If the heart is just bruised, this can be watched to make sure no heart damage has been incurred.  Most of these patients have normal blood pressures and normal EKG readings.    The overall survival rate for penetrating injuries of those that make it to the hospital is 30-90 percent.  The survival rate for stab wounds to the heart is 70-90 percent.  Survival after gunshot wounds is between 30 and 40 percent.  Cardiac rupture has the worst prognosis at 20 percent survival rate.

Thoracic Great Vessel Injury

This includes injuries to the main artery coming out of the heart—the aorta as well as its branches.  The pulmonary arteries and veins can be injured as well as the inferior vena cava in the chest cavity.  Due to advances in medicine, some of these injuries are survivable. 

More than 90 percent of injuries to the great vessels are due to penetrating injuries.  Some are due to accidental injuries during the placement of various tubes and catheters into the vessels near the heart.  Aortic injuries can happen and can cause mortality in motor vehicle accidents and account for up to 15 percent of deaths in motor vehicle accidents.  It can happen because of shear forces to the great vessels or because the aorta was crushed between two bones.  It can also be caused by a sudden increase in blood pressure inside the vessels during a crush injury. 

Most patients with great vessel injuries die of extreme blood loss within 0-2 hours after the injury.  Those who die within 2-4 hours of injury usually die of multisystem trauma.  Some are found to have injuries to the great vessels but die of other injuries, like head injuries, instead. 

If there is a lot of bleeding inside the chest cavity, foreign bodies near where the great vessels are, or a missing bullet in the chest cavity, this represents the possibility that a great vessel injury has taken place.  An emergency thoracotomy in which the chest wall is opened can be done in a patient with signs of life with some of these patient’s surviving.  This is especially true if a chest tube is placed a very large quantity of blood is immediately returned from the chest tube.  This is a sign that surgery must be done to repair the great vessels. 

A dye study of the great vessels can be done in a stable patient to find out where there is a rupture of a great vessel.  It helps plan the type of incision made for getting at the area of the hemorrhaging. 

Treating these wounds do not require immediate surgery if there is already the following situations:

  • Severe head injury
  • Risk of infection
  • Severe multisystem trauma

When repair is done, an endograft repair can be done on the inside of the great vessel wall.  This is usually done on the descending part of the aorta, where a graft can be easily placed through the femoral artery and passed up into the aorta.  Sometimes the vessels leading to the aorta are too small to accommodate the graft. 

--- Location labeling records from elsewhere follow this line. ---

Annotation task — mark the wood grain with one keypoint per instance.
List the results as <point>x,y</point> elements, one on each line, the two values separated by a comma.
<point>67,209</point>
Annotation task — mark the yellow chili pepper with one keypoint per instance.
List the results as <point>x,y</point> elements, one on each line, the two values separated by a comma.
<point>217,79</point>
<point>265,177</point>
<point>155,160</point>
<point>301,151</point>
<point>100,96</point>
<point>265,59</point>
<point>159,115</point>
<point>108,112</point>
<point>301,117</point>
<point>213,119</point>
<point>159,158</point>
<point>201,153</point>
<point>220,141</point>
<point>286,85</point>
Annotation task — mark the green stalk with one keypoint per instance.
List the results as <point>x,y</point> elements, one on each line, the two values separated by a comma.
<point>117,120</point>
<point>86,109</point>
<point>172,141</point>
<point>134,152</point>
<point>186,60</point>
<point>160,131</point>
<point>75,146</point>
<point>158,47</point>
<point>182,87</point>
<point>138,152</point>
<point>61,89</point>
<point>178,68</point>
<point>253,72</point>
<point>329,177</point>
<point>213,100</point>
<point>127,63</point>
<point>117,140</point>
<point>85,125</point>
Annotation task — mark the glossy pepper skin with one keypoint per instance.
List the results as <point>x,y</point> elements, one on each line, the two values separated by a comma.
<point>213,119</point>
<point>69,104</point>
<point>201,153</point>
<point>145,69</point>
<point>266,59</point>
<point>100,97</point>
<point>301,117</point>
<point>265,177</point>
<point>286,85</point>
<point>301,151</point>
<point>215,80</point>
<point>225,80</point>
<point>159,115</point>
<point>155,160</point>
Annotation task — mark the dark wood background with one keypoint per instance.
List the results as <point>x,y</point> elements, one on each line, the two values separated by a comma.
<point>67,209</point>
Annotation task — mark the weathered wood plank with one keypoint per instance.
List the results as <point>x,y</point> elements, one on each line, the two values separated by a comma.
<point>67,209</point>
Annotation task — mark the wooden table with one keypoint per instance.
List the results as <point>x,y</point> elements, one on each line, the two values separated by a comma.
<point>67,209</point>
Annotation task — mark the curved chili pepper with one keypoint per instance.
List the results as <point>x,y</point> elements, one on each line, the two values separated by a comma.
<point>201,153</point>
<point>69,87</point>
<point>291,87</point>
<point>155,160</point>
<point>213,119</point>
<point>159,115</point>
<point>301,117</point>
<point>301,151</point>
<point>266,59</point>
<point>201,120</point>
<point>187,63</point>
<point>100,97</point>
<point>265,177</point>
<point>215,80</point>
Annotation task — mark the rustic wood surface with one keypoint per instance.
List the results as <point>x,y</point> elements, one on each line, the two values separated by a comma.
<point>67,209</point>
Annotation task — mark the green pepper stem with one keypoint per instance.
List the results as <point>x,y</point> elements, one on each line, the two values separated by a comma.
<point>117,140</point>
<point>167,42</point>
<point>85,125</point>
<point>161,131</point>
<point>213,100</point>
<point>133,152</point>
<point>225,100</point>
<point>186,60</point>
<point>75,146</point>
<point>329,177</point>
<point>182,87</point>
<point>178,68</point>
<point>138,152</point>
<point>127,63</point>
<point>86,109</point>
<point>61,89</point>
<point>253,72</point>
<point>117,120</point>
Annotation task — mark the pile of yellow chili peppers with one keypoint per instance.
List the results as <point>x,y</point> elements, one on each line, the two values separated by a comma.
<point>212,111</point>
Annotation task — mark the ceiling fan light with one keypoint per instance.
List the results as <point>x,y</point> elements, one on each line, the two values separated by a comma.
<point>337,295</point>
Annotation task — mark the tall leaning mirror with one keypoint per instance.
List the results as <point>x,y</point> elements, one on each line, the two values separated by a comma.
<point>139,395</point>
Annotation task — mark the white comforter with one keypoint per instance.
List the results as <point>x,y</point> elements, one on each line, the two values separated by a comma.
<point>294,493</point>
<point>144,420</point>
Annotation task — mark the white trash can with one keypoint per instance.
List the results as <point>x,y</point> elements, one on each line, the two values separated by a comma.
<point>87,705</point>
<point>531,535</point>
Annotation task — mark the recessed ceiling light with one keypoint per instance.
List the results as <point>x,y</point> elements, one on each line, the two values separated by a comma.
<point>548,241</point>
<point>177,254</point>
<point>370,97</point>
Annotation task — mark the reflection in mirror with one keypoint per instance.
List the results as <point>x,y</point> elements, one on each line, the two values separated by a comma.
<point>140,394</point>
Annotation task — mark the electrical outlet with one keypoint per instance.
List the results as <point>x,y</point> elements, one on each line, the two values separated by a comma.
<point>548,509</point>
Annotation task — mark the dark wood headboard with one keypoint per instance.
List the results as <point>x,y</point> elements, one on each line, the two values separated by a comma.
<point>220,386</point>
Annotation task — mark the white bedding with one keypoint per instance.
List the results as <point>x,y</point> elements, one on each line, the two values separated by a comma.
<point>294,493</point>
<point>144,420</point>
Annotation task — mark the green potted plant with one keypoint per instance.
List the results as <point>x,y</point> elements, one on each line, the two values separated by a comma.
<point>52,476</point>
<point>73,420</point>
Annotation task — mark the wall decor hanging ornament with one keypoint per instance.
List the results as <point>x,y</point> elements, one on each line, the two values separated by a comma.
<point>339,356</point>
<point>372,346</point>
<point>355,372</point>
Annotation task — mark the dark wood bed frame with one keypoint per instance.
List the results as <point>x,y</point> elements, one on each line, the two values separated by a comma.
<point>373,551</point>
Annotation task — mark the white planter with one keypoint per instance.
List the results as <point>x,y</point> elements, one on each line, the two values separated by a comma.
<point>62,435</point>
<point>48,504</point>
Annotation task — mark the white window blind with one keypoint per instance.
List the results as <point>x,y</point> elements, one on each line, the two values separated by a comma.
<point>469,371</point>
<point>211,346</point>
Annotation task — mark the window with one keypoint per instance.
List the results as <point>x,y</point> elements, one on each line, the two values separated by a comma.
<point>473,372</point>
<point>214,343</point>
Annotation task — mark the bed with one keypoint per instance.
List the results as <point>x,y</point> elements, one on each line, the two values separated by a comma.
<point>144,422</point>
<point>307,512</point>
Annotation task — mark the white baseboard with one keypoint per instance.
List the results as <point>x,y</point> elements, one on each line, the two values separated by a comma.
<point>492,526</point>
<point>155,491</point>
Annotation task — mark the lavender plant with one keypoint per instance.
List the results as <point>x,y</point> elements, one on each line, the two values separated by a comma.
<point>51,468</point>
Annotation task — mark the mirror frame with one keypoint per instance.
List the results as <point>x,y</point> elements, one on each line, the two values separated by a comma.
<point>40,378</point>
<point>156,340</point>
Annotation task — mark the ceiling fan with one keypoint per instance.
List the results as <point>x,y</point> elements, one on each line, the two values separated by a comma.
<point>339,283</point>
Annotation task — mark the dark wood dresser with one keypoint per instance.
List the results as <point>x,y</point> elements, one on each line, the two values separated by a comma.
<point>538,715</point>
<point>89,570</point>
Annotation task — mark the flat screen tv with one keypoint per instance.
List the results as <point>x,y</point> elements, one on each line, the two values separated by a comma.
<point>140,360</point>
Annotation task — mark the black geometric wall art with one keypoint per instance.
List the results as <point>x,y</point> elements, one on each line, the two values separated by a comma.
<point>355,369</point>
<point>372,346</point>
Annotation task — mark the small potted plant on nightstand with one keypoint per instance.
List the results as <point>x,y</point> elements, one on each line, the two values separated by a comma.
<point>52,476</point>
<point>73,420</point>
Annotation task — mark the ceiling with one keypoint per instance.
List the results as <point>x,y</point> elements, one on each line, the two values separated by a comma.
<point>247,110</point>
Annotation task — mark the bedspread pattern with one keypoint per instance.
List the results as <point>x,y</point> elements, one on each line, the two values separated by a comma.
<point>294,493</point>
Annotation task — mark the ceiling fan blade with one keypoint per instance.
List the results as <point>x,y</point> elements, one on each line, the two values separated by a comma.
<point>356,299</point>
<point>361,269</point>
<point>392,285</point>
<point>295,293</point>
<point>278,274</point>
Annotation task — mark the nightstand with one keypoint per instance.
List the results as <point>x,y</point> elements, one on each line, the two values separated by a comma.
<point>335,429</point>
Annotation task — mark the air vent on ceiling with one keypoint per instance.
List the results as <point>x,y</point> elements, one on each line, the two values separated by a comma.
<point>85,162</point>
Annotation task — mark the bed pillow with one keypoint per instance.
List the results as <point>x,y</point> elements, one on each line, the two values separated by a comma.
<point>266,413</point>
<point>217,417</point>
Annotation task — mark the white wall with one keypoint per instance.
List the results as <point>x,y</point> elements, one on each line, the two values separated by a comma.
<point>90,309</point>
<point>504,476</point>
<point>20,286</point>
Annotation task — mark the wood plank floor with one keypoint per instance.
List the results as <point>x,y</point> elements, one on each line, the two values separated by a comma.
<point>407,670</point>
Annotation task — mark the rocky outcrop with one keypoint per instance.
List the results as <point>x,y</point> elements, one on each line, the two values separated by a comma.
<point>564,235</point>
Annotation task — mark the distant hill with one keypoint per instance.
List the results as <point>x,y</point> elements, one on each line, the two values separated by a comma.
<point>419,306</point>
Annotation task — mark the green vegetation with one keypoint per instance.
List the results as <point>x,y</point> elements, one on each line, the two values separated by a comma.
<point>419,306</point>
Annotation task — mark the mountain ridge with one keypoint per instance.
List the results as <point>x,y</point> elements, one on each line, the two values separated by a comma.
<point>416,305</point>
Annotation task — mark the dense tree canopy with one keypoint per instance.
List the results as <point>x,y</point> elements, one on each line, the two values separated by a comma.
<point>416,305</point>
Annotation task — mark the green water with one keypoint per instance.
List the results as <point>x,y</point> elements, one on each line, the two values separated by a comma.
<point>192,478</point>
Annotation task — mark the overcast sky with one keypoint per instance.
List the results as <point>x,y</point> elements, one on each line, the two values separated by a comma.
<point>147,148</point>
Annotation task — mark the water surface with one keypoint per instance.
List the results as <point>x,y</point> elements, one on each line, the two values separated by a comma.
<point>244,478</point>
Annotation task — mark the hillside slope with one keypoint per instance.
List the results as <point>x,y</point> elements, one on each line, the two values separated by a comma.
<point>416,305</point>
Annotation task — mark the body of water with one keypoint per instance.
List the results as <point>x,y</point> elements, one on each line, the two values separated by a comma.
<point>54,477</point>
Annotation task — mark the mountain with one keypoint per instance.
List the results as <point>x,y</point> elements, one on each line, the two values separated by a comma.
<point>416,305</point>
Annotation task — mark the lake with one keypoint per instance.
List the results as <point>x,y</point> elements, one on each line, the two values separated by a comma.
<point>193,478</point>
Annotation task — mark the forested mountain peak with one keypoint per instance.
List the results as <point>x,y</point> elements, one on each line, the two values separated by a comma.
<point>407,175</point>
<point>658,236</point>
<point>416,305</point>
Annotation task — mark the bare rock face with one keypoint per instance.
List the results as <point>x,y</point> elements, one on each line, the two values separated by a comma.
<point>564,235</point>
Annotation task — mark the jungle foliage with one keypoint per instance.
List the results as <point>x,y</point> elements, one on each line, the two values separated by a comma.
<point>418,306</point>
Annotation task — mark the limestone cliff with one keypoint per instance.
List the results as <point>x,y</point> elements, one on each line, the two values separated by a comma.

In many cases, surgery is done to repair the great vessels, knowing that things like stroke and infection can occur as a result of these injuries.  People with ascending aorta injuries rarely survive to make it to the hospital.  Those that do survive require a Dacron graft to repair the injury.  Descending thoracic aortic injuries are also rarely survivable with mortality of 85 percent before arriving to the hospital.  Those that do survive need immediate surgery to correct the tear in the aorta.